The court’s ruling acknowledged that when federal reserved water rights were quantified, water department officials must respect them. Dissenting justices noted that “[t]his interpretation defeats the adequate water supply provision’s manifest purpose to proactively protect consumers in Arizona before they purchase property.”

That decades-long legal battle ended on Aug. 25, 2023, when Maricopa County Superior Court Judge Mark H. Brain issued a ruling quantifying water rights for the San Pedro Riparian National Conservation Area. The ruling mandated that groundwater levels be maintained at nine monitoring wells within the conservation area. Two of those wells have already dropped below their required elevation, in violation of the ruling, and two others are close to being in violation.

The Center included these facts in an unanswered July 16, 2024, complaint filed with the governor and ADWR.

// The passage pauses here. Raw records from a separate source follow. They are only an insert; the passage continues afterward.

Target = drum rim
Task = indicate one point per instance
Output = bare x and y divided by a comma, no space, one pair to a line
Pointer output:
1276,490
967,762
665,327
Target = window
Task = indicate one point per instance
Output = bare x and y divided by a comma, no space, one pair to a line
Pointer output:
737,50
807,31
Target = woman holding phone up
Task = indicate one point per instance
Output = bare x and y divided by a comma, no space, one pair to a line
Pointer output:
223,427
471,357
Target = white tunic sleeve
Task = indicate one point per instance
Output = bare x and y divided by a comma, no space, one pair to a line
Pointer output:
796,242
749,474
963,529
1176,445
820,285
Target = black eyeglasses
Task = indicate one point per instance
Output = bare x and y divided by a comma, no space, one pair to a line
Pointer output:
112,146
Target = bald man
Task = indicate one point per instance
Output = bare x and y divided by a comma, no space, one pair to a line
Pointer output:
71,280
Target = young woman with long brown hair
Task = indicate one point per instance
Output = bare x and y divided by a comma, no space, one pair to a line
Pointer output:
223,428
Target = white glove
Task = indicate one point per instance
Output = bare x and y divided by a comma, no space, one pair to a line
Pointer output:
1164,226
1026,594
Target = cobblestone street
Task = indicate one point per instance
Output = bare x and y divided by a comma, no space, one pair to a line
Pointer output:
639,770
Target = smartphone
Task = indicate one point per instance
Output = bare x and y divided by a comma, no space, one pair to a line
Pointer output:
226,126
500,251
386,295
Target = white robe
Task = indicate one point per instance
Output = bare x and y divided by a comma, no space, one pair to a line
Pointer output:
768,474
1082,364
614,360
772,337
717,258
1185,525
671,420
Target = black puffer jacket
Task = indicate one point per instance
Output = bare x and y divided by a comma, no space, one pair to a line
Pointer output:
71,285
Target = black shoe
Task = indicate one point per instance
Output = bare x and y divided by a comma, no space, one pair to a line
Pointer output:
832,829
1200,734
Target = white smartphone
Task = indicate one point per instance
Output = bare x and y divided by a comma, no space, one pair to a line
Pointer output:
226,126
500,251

“It’s been a year since the San Pedro water rights were finally quantified and since it’s been known that they were already being violated by over-pumping in Sierra Vista, yet Gov. Hobbs and Buschatzke have done nothing to reevaluate and revoke Pueblo Del Sol’s designation,” said Silver. “They’ve chosen to leave the San Pedro River unprotected and future Sierra Vista-area homeowners vulnerable to the inevitable catastrophe of their taps running dry.”

The Center for Biological Diversity is a national, nonprofit conservation organization with more than 1.7 million members and online activists dedicated to the protection of endangered species and wild places.